Met een nu redelijk standaard applicatie of framework-structuur vergelijkbaar met het bovenstaande, krijg je vaak een webserver die hiervoor is geoptimaliseerd, die URL’s ervoor herschrijft (de echte “niet-SEO-URL” zou zijn: http://www.domain.tld/index.php?route=special-offers/list-all&limit=25).

Daarom wordt u als ontwikkelaar geconfronteerd met het omgaan met de bestaande infrastructuur en past u uw “best practices” aan, tenzij u de systeembeheerder bent en precies weet hoe u een Apache / NGinx-herschrijfconfiguratie moet aanpassen (dit laatste kan vervelend zijn! ) enzovoort.

Dus uw REST API zou vaak veel beter zijn volgens de normen van de verwijzende webtoepassing, zowel voor de consistentie ermee als voor gemak/snelheid (en dus budgetbesparing).

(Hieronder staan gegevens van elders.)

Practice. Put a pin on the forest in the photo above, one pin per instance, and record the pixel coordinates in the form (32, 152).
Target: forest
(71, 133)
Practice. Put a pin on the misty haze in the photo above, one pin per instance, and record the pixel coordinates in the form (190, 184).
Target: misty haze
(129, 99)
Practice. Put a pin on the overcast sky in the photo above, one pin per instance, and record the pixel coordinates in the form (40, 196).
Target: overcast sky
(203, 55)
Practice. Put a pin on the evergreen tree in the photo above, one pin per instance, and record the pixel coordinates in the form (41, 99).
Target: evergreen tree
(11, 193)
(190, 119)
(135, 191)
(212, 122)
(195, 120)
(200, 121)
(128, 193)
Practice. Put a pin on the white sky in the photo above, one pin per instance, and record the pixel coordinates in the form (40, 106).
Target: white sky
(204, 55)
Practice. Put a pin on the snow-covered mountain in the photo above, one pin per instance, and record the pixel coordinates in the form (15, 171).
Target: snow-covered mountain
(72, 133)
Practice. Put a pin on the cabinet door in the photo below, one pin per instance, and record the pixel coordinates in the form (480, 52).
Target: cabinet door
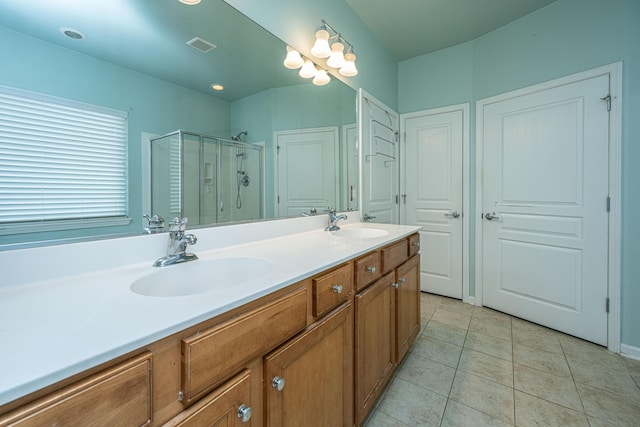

Om terug te komen op het praktische voorbeeld hierboven: een consistente REST API zou iets zijn met URL’s als:

http://www.domain.tld/api/special-offers-list?from=15&limit=25

of (niet-SEO URL’s)

http://www.domain.tld/index.php?route=api/special-offers-list?from=15&limit=25

met een mix van “paden gevormd”-argumenten en “query gevormd”-argumenten.


Antwoord 13

Ik zie veel REST-API’s die niet goed met parameters omgaan. Een voorbeeld dat vaak naar voren komt, is wanneer de URI persoonlijk identificeerbare informatie bevat.

http://software.danielwatrous.com/design-principles-for -rest-apis/

Ik denk dat een daaruit voortvloeiende vraag is wanneer een parameter helemaal geen parameter mag zijn, maar in plaats daarvan moet worden verplaatst naar de HEADERof BODYvan het verzoek.